Evalyn’s eyes glittered; she seemed a little afraid, and a little excited by my entrance. She liked melodrama, too.

“I’ll need a few moments alone with Mr. Means,” I told her. She’d been warned I might do this. She nodded and went quickly out.

“Eleven!” he called after her, pawing the air. She didn’t answer. A door closed, heavily.

I walked over to him. “Hands up, Means. You know the procedure.”

“What’s the meaning of this, Sixteen?”

“You remembered my code number. I’m flattered.” Patting him down, I found a small automatic, a .25. In his fat hand it would have looked like a party favor. I tossed it gently on the couch.

“Who
are
you?” he asked indignantly.

“Not the chauffeur. What do you
really
know, Means?”

He gave me his innocence-personified expression; he looked like a dissipated cherub. “Know?”

With measured sarcasm, I replied, “About the Lindbergh case.”

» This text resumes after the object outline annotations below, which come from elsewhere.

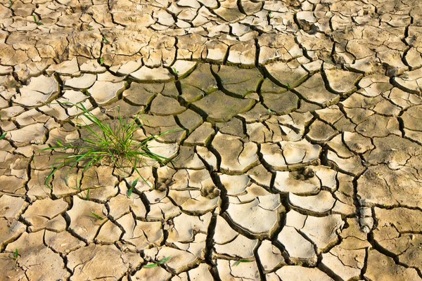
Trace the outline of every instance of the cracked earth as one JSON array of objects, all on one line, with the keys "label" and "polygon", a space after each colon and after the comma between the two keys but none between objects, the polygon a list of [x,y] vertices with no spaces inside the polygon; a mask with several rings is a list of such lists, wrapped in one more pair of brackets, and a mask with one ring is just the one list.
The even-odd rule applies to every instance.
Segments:
[{"label": "cracked earth", "polygon": [[[1,0],[0,280],[422,280],[421,15]],[[46,188],[42,149],[84,136],[67,102],[179,129],[150,145],[172,163]]]}]

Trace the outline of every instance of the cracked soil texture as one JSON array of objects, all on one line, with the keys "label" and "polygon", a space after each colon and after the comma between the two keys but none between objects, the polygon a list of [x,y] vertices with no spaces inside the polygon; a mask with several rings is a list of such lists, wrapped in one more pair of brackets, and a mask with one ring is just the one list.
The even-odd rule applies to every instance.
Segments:
[{"label": "cracked soil texture", "polygon": [[[0,0],[0,280],[422,280],[421,53],[420,0]],[[46,188],[69,102],[172,163]]]}]

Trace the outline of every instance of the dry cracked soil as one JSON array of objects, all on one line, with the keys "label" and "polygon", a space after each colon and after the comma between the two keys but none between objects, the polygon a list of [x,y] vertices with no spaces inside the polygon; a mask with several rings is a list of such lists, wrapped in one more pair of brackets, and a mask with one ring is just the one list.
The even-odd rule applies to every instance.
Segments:
[{"label": "dry cracked soil", "polygon": [[[1,0],[0,27],[0,280],[422,280],[420,0]],[[68,102],[174,130],[172,162],[47,188]]]}]

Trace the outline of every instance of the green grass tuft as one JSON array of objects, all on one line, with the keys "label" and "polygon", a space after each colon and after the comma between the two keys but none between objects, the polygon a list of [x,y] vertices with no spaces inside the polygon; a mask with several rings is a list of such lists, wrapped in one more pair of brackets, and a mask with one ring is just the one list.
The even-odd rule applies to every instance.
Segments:
[{"label": "green grass tuft", "polygon": [[[148,160],[151,159],[160,164],[170,161],[166,157],[153,153],[149,150],[148,145],[151,141],[175,131],[168,131],[160,135],[151,136],[143,140],[136,141],[134,140],[134,136],[142,126],[141,124],[136,123],[139,115],[134,119],[127,120],[123,119],[119,112],[117,125],[112,126],[94,116],[82,103],[75,105],[71,103],[63,103],[63,104],[76,106],[83,112],[82,116],[92,124],[87,125],[82,119],[85,123],[83,128],[87,130],[89,136],[85,138],[72,140],[67,143],[57,140],[56,146],[43,150],[70,152],[68,155],[58,158],[58,161],[56,161],[51,167],[51,171],[45,181],[46,186],[49,188],[52,188],[49,183],[54,174],[65,166],[70,166],[70,168],[77,165],[82,166],[84,167],[82,172],[85,172],[98,164],[107,164],[117,168],[117,171],[120,171],[122,176],[124,175],[124,168],[129,167],[145,181],[138,170],[139,166],[145,165]],[[132,184],[131,189],[134,186],[134,185]]]}]

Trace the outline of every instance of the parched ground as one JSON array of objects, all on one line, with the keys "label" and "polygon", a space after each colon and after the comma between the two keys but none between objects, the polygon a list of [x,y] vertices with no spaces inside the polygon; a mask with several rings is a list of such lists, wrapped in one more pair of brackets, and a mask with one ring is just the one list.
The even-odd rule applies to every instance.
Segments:
[{"label": "parched ground", "polygon": [[[422,280],[420,0],[1,0],[0,27],[0,280]],[[47,188],[66,102],[179,129],[172,163]]]}]

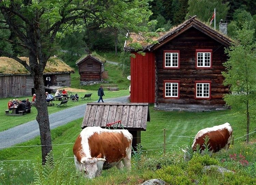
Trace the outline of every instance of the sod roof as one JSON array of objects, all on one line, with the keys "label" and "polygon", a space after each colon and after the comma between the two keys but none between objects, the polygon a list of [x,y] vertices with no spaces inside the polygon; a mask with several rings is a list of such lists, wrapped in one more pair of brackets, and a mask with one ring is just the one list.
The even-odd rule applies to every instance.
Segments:
[{"label": "sod roof", "polygon": [[[20,57],[29,63],[29,59],[25,57]],[[49,60],[54,60],[57,65],[47,62],[44,70],[44,73],[60,73],[74,72],[74,70],[65,62],[57,57],[51,57]],[[29,72],[22,64],[16,60],[9,58],[0,57],[0,75],[7,74],[29,74]]]}]

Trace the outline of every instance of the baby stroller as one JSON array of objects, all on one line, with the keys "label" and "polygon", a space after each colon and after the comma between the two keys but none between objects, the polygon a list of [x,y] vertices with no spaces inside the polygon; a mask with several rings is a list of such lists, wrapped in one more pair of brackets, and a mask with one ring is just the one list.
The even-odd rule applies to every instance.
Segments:
[{"label": "baby stroller", "polygon": [[54,105],[54,103],[53,102],[53,95],[49,94],[46,98],[46,102],[47,106],[52,106]]},{"label": "baby stroller", "polygon": [[70,101],[73,101],[74,102],[76,102],[77,101],[78,101],[78,99],[79,98],[79,96],[77,95],[77,94],[76,94],[75,95],[73,95],[72,94],[71,94],[70,95]]}]

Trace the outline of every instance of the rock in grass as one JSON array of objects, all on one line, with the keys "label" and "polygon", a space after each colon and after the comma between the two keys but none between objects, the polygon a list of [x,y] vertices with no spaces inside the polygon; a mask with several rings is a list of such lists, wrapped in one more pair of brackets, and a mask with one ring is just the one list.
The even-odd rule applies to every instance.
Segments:
[{"label": "rock in grass", "polygon": [[155,179],[145,181],[141,185],[166,185],[167,183],[161,179]]}]

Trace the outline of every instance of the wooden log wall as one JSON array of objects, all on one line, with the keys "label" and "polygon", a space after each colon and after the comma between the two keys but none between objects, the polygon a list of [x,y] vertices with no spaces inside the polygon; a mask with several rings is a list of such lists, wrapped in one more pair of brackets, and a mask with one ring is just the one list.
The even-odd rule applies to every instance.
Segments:
[{"label": "wooden log wall", "polygon": [[102,80],[102,66],[99,62],[90,58],[79,64],[78,70],[80,75],[80,81],[86,81]]},{"label": "wooden log wall", "polygon": [[34,80],[32,76],[27,76],[26,77],[26,96],[32,95],[32,88],[34,88]]},{"label": "wooden log wall", "polygon": [[0,76],[0,98],[26,95],[25,75]]},{"label": "wooden log wall", "polygon": [[[212,68],[196,69],[196,49],[212,49]],[[180,68],[163,69],[163,51],[180,52]],[[195,28],[192,28],[155,51],[156,60],[156,103],[223,104],[223,95],[229,92],[229,88],[223,85],[224,78],[221,72],[225,70],[223,63],[227,57],[224,47],[215,40]],[[164,80],[180,80],[180,98],[163,98]],[[211,99],[195,99],[196,81],[211,81]]]},{"label": "wooden log wall", "polygon": [[70,86],[71,79],[70,73],[55,74],[54,78],[55,78],[55,83],[56,83],[56,84],[54,84],[55,85],[57,85],[57,83],[60,83],[60,84],[61,84],[61,86]]}]

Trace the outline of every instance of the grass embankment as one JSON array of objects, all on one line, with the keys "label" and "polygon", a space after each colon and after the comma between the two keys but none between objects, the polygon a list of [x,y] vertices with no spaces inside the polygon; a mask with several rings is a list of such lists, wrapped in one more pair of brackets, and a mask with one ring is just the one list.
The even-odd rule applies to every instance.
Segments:
[{"label": "grass embankment", "polygon": [[[184,146],[184,145],[188,144],[189,143],[190,139],[188,138],[171,136],[171,135],[193,137],[198,130],[202,128],[226,122],[229,122],[233,127],[235,138],[238,138],[246,133],[245,118],[230,110],[198,113],[167,112],[154,110],[153,106],[151,106],[150,112],[151,121],[147,123],[146,131],[142,131],[141,133],[141,143],[143,147],[143,150],[163,148],[163,136],[159,135],[163,134],[164,128],[166,129],[166,144],[167,148],[179,148],[181,146]],[[73,145],[72,143],[74,142],[75,138],[81,130],[80,126],[82,120],[82,118],[79,119],[52,130],[52,139],[53,144],[71,143],[62,145],[54,145],[53,148],[55,158],[59,157],[66,150],[67,150],[67,157],[73,157],[72,148]],[[251,130],[253,130],[256,126],[255,123],[252,122],[251,126]],[[251,141],[255,141],[256,134],[251,134],[250,138]],[[243,156],[245,156],[245,159],[248,161],[250,164],[253,164],[255,162],[256,153],[252,152],[251,148],[246,149],[247,147],[244,146],[244,143],[241,141],[244,141],[244,139],[243,138],[239,140],[235,141],[234,146],[231,150],[230,150],[229,152],[220,153],[219,155],[217,156],[216,157],[222,159],[222,160],[224,159],[225,160],[228,160],[230,159],[228,152],[230,153],[229,154],[232,154],[237,153],[238,155],[241,153]],[[39,137],[18,145],[40,145]],[[253,146],[255,151],[255,146]],[[166,162],[169,161],[169,161],[171,163],[174,162],[174,161],[173,161],[174,159],[175,160],[182,160],[183,157],[180,150],[168,149],[167,151],[172,153],[168,156],[168,158],[164,159]],[[153,154],[155,152],[153,151],[144,153],[143,155],[145,156],[147,153]],[[0,160],[35,159],[41,157],[41,148],[39,147],[9,148],[0,151]],[[173,154],[173,152],[175,153],[175,155]],[[154,157],[156,158],[153,160],[154,162],[156,163],[158,161],[157,160],[158,159],[156,158],[161,157],[160,153],[157,152],[157,154],[156,154],[156,155],[155,155],[155,156],[157,157]],[[172,157],[173,158],[170,158],[169,156],[172,155],[174,155],[173,156],[175,157]],[[176,158],[180,157],[181,158],[179,158],[179,159]],[[148,160],[146,159],[147,158],[145,157],[144,158],[145,160]],[[67,159],[67,160],[68,161],[67,162],[69,164],[68,168],[70,168],[69,170],[74,173],[75,170],[73,159],[72,158]],[[150,162],[148,161],[145,162],[150,164],[153,161]],[[134,159],[133,161],[134,162]],[[33,170],[32,170],[31,162],[29,162],[30,165],[28,166],[27,164],[24,165],[24,167],[23,171],[26,172],[25,174],[26,174],[24,175],[19,173],[21,173],[22,171],[19,169],[20,167],[16,166],[18,165],[17,162],[14,161],[3,162],[2,165],[4,165],[5,168],[2,170],[0,169],[0,184],[4,182],[4,180],[7,181],[6,182],[11,182],[10,184],[18,184],[18,182],[21,182],[20,181],[21,180],[21,179],[24,181],[22,182],[23,183],[30,183],[29,182],[33,180]],[[181,165],[182,163],[181,162]],[[23,162],[23,163],[24,163]],[[236,163],[236,165],[239,165],[237,163]],[[184,165],[182,164],[182,165]],[[20,165],[19,165],[20,166]],[[241,166],[241,164],[240,165]],[[228,165],[227,167],[228,167],[229,166]],[[252,168],[254,168],[253,166]],[[234,169],[237,170],[236,167],[236,166],[230,166],[229,167],[234,168]],[[240,167],[241,168],[243,168],[242,166]],[[256,168],[256,164],[255,167]],[[183,166],[180,167],[185,168]],[[152,175],[151,173],[151,172],[150,172],[151,171],[148,172],[147,168],[138,170],[137,168],[138,167],[136,166],[133,166],[131,172],[126,172],[125,171],[120,171],[115,169],[104,171],[102,177],[96,178],[93,181],[86,182],[91,184],[101,184],[101,183],[103,183],[102,182],[104,182],[104,184],[106,184],[129,183],[130,184],[137,184],[135,182],[137,180],[146,180],[152,176]],[[13,168],[14,168],[14,169],[13,169]],[[28,169],[30,169],[30,170]],[[1,175],[1,174],[2,175]],[[121,177],[120,175],[122,175],[122,177]],[[197,178],[199,178],[199,177]],[[205,177],[204,178],[206,177]],[[211,184],[209,183],[205,184]],[[217,183],[212,184],[218,184]]]},{"label": "grass embankment", "polygon": [[[72,89],[68,87],[64,87],[68,92],[71,92],[73,94],[77,93],[79,95],[79,100],[76,102],[69,101],[68,106],[57,107],[56,104],[59,103],[60,101],[56,100],[53,101],[55,105],[53,106],[47,107],[48,113],[51,114],[66,109],[68,109],[81,104],[87,103],[88,102],[93,102],[98,100],[99,97],[98,96],[97,90],[87,90],[84,89]],[[61,89],[63,89],[62,88]],[[72,91],[71,91],[72,90]],[[93,93],[91,95],[91,100],[82,100],[81,98],[83,97],[85,94]],[[116,98],[129,95],[129,92],[127,90],[121,90],[116,91],[105,91],[105,96],[104,99]],[[19,98],[19,99],[24,100],[28,98],[30,100],[32,97],[21,97]],[[32,106],[31,108],[31,113],[27,114],[23,116],[17,116],[12,115],[6,115],[4,110],[8,109],[7,104],[10,100],[10,98],[3,98],[0,100],[0,131],[6,130],[15,126],[23,124],[25,123],[35,119],[37,111],[35,108]]]}]

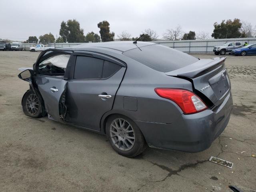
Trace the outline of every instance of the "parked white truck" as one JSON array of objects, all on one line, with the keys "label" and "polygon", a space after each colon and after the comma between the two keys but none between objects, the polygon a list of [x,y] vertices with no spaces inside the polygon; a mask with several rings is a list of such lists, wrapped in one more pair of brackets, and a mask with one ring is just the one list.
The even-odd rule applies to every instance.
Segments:
[{"label": "parked white truck", "polygon": [[35,52],[36,51],[42,51],[48,49],[54,49],[54,47],[46,47],[44,45],[40,44],[37,45],[35,47],[32,47],[29,48],[29,51],[32,52]]},{"label": "parked white truck", "polygon": [[242,43],[240,42],[228,42],[221,46],[215,46],[213,48],[213,51],[216,55],[219,54],[224,55],[226,52],[230,52],[233,49],[238,49],[242,46]]}]

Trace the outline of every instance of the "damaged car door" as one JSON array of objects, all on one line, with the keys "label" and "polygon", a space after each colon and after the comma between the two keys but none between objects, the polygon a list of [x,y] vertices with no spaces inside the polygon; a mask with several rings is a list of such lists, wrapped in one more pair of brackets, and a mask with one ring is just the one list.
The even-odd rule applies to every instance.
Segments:
[{"label": "damaged car door", "polygon": [[74,53],[74,65],[67,88],[65,120],[100,131],[100,120],[110,110],[126,64],[106,55]]},{"label": "damaged car door", "polygon": [[34,68],[34,80],[48,117],[58,121],[64,121],[66,111],[64,101],[67,78],[65,74],[71,53],[64,51],[46,51],[37,61]]}]

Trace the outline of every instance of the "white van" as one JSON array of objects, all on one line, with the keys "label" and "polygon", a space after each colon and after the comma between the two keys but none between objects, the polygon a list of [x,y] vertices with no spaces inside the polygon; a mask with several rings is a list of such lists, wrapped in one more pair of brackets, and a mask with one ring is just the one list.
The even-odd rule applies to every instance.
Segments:
[{"label": "white van", "polygon": [[11,47],[11,50],[13,51],[22,51],[23,50],[22,44],[20,42],[12,42],[12,46]]}]

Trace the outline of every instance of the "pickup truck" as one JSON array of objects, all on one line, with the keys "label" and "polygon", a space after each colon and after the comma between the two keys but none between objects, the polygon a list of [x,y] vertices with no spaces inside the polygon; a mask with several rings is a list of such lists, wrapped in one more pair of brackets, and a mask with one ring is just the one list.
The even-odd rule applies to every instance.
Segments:
[{"label": "pickup truck", "polygon": [[32,52],[35,52],[36,51],[42,51],[48,49],[54,49],[54,47],[45,47],[44,45],[41,44],[37,45],[35,47],[32,47],[29,48],[29,51]]},{"label": "pickup truck", "polygon": [[227,52],[231,52],[233,49],[238,49],[242,47],[241,42],[228,42],[223,44],[221,46],[216,46],[213,48],[213,51],[214,54],[218,55],[219,54],[224,55]]}]

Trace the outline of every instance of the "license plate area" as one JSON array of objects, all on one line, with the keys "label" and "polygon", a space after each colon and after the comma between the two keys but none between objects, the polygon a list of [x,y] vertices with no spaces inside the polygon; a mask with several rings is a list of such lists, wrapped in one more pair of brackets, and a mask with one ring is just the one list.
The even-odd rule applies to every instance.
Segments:
[{"label": "license plate area", "polygon": [[228,77],[226,72],[225,73],[226,75],[222,76],[220,80],[210,85],[216,97],[218,99],[222,98],[228,90],[230,87]]}]

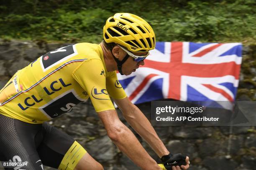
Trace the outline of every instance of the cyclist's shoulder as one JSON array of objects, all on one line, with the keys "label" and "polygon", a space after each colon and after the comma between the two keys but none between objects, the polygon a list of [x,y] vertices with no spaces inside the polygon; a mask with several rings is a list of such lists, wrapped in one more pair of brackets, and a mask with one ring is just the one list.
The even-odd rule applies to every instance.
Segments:
[{"label": "cyclist's shoulder", "polygon": [[99,45],[88,42],[81,42],[74,45],[77,52],[87,55],[100,55]]}]

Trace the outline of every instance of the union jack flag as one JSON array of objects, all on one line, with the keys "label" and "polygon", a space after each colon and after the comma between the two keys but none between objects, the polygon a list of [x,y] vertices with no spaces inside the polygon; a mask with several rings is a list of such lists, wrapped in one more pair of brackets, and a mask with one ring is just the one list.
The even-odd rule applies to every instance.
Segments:
[{"label": "union jack flag", "polygon": [[239,43],[158,42],[145,65],[118,77],[135,104],[163,98],[232,102],[241,57]]}]

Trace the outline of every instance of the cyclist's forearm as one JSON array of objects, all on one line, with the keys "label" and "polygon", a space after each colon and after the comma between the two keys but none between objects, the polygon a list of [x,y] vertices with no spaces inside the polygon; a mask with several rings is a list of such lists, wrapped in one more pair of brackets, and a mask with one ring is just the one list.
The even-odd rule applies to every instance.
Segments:
[{"label": "cyclist's forearm", "polygon": [[129,113],[124,114],[124,117],[133,129],[150,145],[158,156],[161,158],[169,153],[159,139],[151,124],[136,106]]},{"label": "cyclist's forearm", "polygon": [[142,169],[161,170],[131,130],[124,125],[122,130],[115,140],[112,138],[120,150]]}]

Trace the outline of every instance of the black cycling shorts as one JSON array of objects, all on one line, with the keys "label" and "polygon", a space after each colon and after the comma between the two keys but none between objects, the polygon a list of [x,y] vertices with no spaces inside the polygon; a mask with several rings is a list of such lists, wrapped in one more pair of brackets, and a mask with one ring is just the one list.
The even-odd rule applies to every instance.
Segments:
[{"label": "black cycling shorts", "polygon": [[86,153],[72,138],[46,122],[32,124],[0,114],[0,161],[23,162],[5,169],[42,170],[44,165],[72,170]]}]

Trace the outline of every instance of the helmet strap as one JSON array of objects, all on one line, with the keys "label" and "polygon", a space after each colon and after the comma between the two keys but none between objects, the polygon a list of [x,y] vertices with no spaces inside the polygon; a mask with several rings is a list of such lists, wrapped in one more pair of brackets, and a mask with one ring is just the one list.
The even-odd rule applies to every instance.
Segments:
[{"label": "helmet strap", "polygon": [[115,57],[115,56],[114,56],[114,55],[113,54],[113,53],[112,52],[112,51],[111,53],[112,53],[112,55],[113,56],[115,60],[115,61],[118,65],[117,66],[118,68],[118,71],[119,72],[120,74],[121,74],[121,75],[123,75],[123,72],[122,71],[122,65],[123,65],[123,64],[125,62],[125,61],[127,60],[130,56],[128,55],[128,54],[126,54],[126,55],[125,56],[124,58],[123,58],[122,61],[120,61],[118,59],[116,58]]}]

He shook his head, dignified, stubborn, idealistic. “I’m sworn to secrecy.”

“I want names. I want to know who engineered this thing.”

“What thing?”

“The kidnapping, you fat bastard. The kidnapping.”

He held his chin up; it was shaped like the end of a small garden shovel. “I don’t know anything more than I’ve told Mrs. McLean.”

“Would you be willing to take a lie-detector test, Means?”

He snorted. “I don’t believe in those things. Wires and electrodes and needles. Poppycock.”

“I didn’t mean that kind of lie detector.”

He snorted again, skeptically. “What kind
did
you mean?”

“The Chicago kind.”

“And what, pray tell, is the Chi—”

He didn’t finish the question, because I’d stuck the barrel of the nine millimeter in his mouth.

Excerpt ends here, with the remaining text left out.